Quand la musique est bonne ?

Le style graphique du jeu est très travaillé

Le style graphique du jeu est très travaillé

Conventionnel dans son déroulement, Radiohammer ne chamboulera aucun amateur de jeu de rythme. Les ennemis foncent vers votre avatar sur deux rangées, chacune correspondant à une touche ou à un endroit de l’écran tactile, le jeu vous laissant le choix du mode de contrôle. A vous d’appuyer au moment quand un adversaire traverse une de vos cibles, déclencher l’attaque quand celui-ci est pile poil au centre rapportant évidemment une meilleure côte et plus de points. Des cadeaux, piégés ou non, apparaîtront régulièrement; il faudra donc être vigilant à ne pas ramasser ceux aux rubans verts sous peine de perdre de la vie ou de la jauge Fever, cette dernière permettant de déclencher une phase durant laquelle vous serez invincible.

Classique mais efficace, le jeu souffre d’une bande-son parfois peu enthousiasmante, ce qui est forcément handicapant pour un jeu de rythme.

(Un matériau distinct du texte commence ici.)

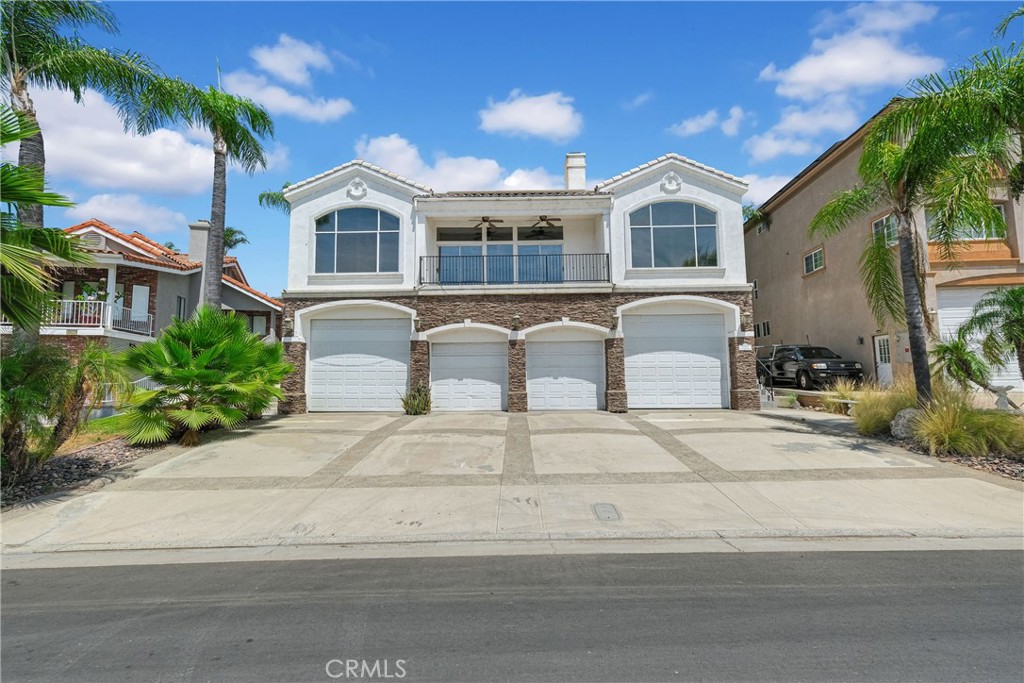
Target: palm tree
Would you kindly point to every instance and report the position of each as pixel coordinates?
(25, 283)
(237, 124)
(942, 148)
(999, 316)
(233, 238)
(36, 52)
(274, 199)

Sans jamais être foncièrement mauvaise, la bande originale ne propose que trop peu de morceaux réellement marquants qui vous resteront en tête une fois la console fermée, à quelques exceptions près. Le mode histoire offre trois chapitres par personnages, chacun comprenant cinq niveaux, dont le dernier vous obligera à rejouer certains morceaux du même chapitre. Mieux vaut donc pratiquer le titre par petites doses si on veut éviter au maximum la lassitude. A noter que chaque héros a droit à son propre combat de boss, et c’est à chaque fois un affrontement intense et absurde qui vous attend, le sens du style présenté par le jeu atteignant alors son paroxysme.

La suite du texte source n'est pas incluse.